We begin by testing that isolation-by-distance explains pairwise phonemic distance. The appropriate test is a Mantel test comparing geographic distance (computed by the Haversine formula using known waypoints) and phonemic distance. We obtain a robust test statistic equal to 0.585. The probability of observing this value of chance is less than one in a million (). At the level of language phyla (Crenza et al. report the highest language phylum for each language, not family per se), the Mantel test statistic is a still robust 0.350 and statistically significant (p=0.041). So phonemic distance displays the same isolation-by-distance as physical anthropology distances. We can thus be confident that phonemic distance contains a population history signal.
Figure 2 presents the phylogram (lineage tree) obtained at the level of language phyla as the languages are classified today. We derive the phylogenetic tree from sequential neighbor joining algorithm.
What stands out is the isolation of the Hmong, the Khoisan and the Indian Aborigines (whose location places them in Jim Corbett national park in the foothills of the Himalayas). Interestingly, the Australians, with their unusual languages (they don’t have word order) are placed next to the northeastern Siberians, the Chukotko-Kamchatkan language family. Andamanese is closest to West Papuan suggesting that this subaltern population was once widespread across the southern dispersal route.
Can we recover the language classification (ie, the “families”) by looking at phonemic distance at the level of languages? Figure 2 displays the phylogram for families. For each language, we display the family, the ISO code for the language, and the latitude and longitude in parentheses.
The first, and most reassuring thing to note is that the language families as identified by linguists are largely placed together. The Australians have a complicated structure but they are classified together (the bottom half of the phylogram above the Hmong). Ditto the Hmong and the Khoisan. The fact that recognized phyla are generally classified together is very strong evidence of a population history signal in phonemic data.
The big anomaly is the classification of New Guinea languages. Unlike Australian, Khoisan, and Hmong languages, the Trans-New Guinea phylum does not cluster together. Rather there seem to be meaningful multiple clusters of languages that have been classified as falling within the Trans-New Guinean family. This is quite possibly due to the fact that New Guinea served as the shatter-belt par excellence in our deep history. What this phylogram suggests is that scholars may have misclassified New Guinea languages; in particular by not recognizing enough language families on this extraordinarily diverse island.

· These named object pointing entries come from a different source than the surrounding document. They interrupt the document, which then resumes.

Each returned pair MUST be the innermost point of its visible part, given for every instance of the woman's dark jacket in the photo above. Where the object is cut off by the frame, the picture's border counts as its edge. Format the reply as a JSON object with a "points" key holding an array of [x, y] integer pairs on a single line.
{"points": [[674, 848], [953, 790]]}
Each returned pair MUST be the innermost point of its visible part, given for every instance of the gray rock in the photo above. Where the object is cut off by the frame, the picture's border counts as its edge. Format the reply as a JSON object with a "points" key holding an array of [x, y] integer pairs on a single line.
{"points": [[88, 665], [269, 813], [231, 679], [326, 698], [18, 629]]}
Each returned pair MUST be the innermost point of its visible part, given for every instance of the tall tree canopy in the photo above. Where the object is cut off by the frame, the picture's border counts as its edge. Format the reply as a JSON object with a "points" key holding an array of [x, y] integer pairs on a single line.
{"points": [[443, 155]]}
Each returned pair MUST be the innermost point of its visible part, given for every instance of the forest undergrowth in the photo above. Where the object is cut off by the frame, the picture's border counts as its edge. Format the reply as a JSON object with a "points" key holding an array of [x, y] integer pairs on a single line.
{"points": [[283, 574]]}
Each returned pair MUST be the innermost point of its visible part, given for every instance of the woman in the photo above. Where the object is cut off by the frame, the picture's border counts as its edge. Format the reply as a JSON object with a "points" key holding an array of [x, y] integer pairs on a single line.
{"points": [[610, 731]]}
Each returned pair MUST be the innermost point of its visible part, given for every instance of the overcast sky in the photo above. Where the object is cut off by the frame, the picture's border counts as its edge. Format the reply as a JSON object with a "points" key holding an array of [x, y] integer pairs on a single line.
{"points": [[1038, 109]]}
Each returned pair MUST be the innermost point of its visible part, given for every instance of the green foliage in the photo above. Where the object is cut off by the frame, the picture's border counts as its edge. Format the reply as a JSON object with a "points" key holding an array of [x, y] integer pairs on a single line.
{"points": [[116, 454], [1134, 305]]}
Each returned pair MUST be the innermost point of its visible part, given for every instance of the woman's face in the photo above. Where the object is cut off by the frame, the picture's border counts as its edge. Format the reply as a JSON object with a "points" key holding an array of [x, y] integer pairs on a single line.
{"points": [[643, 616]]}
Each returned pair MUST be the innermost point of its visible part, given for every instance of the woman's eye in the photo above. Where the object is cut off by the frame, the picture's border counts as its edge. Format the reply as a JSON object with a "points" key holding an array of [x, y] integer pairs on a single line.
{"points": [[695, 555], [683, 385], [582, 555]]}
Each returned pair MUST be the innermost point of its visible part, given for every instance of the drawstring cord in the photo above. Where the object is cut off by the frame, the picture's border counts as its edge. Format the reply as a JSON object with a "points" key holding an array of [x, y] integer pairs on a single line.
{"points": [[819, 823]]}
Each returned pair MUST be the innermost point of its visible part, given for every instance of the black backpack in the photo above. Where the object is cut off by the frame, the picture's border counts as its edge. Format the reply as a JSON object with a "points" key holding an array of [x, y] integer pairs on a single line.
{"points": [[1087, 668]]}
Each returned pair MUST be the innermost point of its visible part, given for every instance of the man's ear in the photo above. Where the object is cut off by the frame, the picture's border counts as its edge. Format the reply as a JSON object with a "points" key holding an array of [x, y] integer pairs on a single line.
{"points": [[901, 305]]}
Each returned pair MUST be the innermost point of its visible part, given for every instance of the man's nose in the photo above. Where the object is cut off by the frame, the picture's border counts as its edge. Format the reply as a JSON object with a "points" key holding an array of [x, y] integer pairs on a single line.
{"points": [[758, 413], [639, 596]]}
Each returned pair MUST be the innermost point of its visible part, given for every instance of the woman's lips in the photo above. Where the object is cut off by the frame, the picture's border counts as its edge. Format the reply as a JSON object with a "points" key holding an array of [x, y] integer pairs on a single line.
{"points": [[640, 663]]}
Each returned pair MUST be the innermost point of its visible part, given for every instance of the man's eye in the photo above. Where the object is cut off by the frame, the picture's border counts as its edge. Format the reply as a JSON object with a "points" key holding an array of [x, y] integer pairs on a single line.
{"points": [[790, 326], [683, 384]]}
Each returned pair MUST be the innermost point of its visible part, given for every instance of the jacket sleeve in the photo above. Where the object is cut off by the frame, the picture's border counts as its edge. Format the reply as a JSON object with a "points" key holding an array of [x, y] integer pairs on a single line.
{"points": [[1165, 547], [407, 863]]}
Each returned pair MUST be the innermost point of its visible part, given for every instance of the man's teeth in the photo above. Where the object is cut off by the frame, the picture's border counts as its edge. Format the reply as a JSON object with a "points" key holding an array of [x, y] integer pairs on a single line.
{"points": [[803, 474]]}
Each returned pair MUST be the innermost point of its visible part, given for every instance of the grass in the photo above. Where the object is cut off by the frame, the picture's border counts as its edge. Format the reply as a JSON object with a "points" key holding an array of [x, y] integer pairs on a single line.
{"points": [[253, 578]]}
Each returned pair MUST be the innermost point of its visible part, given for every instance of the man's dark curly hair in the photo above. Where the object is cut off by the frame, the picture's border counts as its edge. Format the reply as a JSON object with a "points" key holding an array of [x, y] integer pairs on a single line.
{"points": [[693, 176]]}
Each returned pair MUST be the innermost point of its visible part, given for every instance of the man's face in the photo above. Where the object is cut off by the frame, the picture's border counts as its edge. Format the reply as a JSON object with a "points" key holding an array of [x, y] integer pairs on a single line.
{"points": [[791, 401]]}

In Figure 4 we have folded up the tree to reveal the underlying big relationship together with the great anomalies. The collapsed subtrees and branch nodes are labeled in blue. Those that are not labeled “Branch #” are subtrees with many languages in the same family underneath. The anomalies are interesting. Why is the language of Indian aborigines close to Khoisan languages in Africa? Why is one Andamanese language classified with Sahul languages and another with Basque in Europe and the Hmong in China? Even more intriguing is the phylogenetic affinity (surely spurious) between the Hmong and Australian families. So some of these anomalies are probably random. But others correspond to actual population history. Recall that the speakers of the predecessors of these languages probably occupied much larger areas than they do at present. The most striking feature of course is the phonemic incoherence of languages folded into the Trans-New Guinea. Above all else, what it attests to is the sheer variation in New Guinea. Could the island have served as a shatter-belt in the Pleistocene?
This is a work in progress. My goal is to cointegrate the information from physical anthropology, paleontology, archaeology and linguistics to tell a more compelling history of the Pleistocene than has so far been on offer. Bear with me.